Der Abend aber war aber gut. Meine Frau zwar verabschiedete sich schon gegen acht – nachdem sie unser Kind ins Bett gebracht hatte, nahm sie für 15 min mit der Küche vorlieb, eh sie ins Bett ging. Ich sah mit T., meinem freitagabendlichem Gast, fern, und zwar auf meinen Wunsch Andres Veiel. „Oh, nein“, sagte T., „bei deinen billigen Computerlautsprechern ...“ Aber dann gelang es mir, nicht nur den Beamer an den Pc, sondern auch den Pc an die Anlage anzuschließen!
Zu Weihnachten hab ich nämlich eine Andres-Veiel-DVD-Kollektion geschenkt bekommen, von meiner Frau und meinen Geschwistern, das hatte ich mir gewünscht. „Die Überlebenden“ kannte ich schon und nominierte ihn zum besten Dokumentarfilm „ever“. „Black Box BRD“ hab ich damals im Kino gesehen und war erst etwas irritiert, die linken Klischees nicht bestätigt zu sehen, dann aber begeistert.

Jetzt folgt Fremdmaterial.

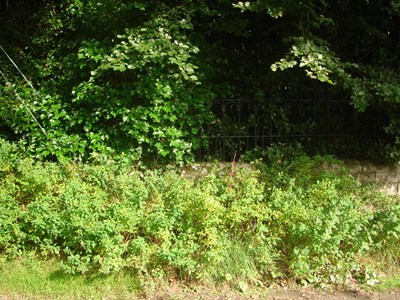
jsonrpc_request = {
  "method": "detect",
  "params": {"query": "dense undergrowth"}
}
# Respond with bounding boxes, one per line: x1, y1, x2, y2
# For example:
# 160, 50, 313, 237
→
0, 140, 400, 285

„Die Spielwütigen“ endlich heute Abend. Ein Film über vier Bewerber an der Schauspielschule „Ernst Busch“. Unglaublich, wie exakt ein Schwabe den Autoritätswahn der ossihaften Preußen ins Bild setzen kann. Ganz zu schweigen von der Sensibilität, mit der er (ohne in irgendeiner Weise denunziatorisch zu sein) mit zwei, drei kleinen Einstellungen verdeutlicht, welche Rolle die Ängste oder Überzeugungen der Eltern für den Erfolg der Kinder haben.
Ein Beamer, eine Flasche Wein, eine Packung Salzstangen und interessierter Mitgucker machten mein Glück perfekt ... so dachte ich, als T. gegen Mitternacht nach Hause ging und ich das Kabelgewirr wieder rückgängig machte und den letzten Rest Wein austrank.
Dass S. dann um Viertel nach zwölf noch anrief mit der traurigen Nachricht, dass sein Vater tot ist, und wir dann noch stundenlang besprachen, was in seiner und meiner Familie so alles schief gegangen ist, nun, das gehört auch dazu. Ein schöner Freitagabend. Ich hoffe nur, meine Frau morgen wiederzusehen.